As families move along in their journeys to California, they begin to trust one other and begin to camp together at night. When this happens, they learn to create sophisticated little worlds in their campgrounds, replete with unspoken laws and codes that cannot be broken, and that, if broken, will result in either death or isolation. The worlds function as efficiently and as intricately as any town or city might.
California Dreaming
Once in California, the Joads are floored by its beauty and by its rich, lush land. There are orchards and fields everywhere, and the soil is rich and moist. However, life is dangerous and it is harrowing in the beautiful state. Many migrant families continue to move from place to place, setting up campgrounds called Hoovervilles (named after President Herbert Hoover) on the outskirts of towns.

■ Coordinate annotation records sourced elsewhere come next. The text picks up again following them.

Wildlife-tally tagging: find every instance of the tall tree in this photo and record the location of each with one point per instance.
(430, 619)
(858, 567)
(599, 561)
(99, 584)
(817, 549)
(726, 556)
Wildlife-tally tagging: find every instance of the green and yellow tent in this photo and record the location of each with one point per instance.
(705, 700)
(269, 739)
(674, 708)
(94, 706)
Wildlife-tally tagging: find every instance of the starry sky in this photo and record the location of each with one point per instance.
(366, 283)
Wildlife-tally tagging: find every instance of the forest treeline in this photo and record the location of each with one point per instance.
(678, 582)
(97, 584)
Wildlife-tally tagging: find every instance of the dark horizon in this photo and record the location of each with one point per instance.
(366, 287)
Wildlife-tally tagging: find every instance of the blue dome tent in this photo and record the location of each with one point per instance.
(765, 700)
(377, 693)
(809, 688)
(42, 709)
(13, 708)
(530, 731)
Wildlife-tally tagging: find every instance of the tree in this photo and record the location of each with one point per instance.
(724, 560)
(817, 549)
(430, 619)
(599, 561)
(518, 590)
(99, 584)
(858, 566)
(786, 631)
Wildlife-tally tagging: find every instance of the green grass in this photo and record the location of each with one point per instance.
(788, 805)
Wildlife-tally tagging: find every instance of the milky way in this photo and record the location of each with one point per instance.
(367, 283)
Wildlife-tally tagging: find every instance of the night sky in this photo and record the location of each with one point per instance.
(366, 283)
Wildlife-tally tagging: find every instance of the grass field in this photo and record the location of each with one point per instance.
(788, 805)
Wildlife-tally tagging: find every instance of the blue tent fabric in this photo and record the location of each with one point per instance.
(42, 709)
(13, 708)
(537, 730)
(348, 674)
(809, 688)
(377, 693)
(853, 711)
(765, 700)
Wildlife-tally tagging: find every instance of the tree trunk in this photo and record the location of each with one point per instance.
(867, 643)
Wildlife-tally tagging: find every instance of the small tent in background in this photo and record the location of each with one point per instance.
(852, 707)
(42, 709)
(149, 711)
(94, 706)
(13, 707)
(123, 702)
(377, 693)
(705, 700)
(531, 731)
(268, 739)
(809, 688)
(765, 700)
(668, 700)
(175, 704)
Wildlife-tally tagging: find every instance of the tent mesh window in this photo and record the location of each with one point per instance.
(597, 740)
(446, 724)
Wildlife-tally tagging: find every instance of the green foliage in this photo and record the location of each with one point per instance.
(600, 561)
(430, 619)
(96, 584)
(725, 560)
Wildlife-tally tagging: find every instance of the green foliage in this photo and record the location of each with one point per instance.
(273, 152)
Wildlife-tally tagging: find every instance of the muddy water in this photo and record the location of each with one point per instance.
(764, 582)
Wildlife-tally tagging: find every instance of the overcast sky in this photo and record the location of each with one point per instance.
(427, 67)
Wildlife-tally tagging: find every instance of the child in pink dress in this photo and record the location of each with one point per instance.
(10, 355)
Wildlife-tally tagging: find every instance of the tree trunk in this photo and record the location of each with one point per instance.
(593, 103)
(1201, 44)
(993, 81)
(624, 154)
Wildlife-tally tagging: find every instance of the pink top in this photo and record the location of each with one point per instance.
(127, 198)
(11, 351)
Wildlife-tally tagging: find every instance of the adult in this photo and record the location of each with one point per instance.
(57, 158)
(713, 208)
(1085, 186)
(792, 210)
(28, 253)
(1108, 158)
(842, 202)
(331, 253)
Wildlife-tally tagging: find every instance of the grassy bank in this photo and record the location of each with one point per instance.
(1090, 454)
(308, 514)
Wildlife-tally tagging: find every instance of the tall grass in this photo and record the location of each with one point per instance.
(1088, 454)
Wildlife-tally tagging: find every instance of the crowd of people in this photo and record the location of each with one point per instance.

The Joads set up camp at one such Hooverville, but it's not that fun. In fact, it's downright un-fun. The Hooverville is full of starving people who have little left and who are fighting to feed their children. Their tents are tattered, they live in makeshift shacks, and they are unkempt. Weedpatch, by contrast, is a government camp with beautiful restrooms, running water, hot showers, self-elected committees, dances, string bands, and occupants who look out for one another.
The Joads live for a time in an abandoned boxcar near Tulare, CA. They are one of the first families to discover the boxcar, and, soon after, many other families flood the land and camp around the boxcars. The Joads feel like royalty, because their home is warm, dry, and has a roof. But then the California winter comes and, with it, heavy rains. The rains soak and flood the land, and the Joads must flee.
California is depicted as fiercely beautiful, but incredibly dangerous. Against the backdrop of growth and cultivation, families starve.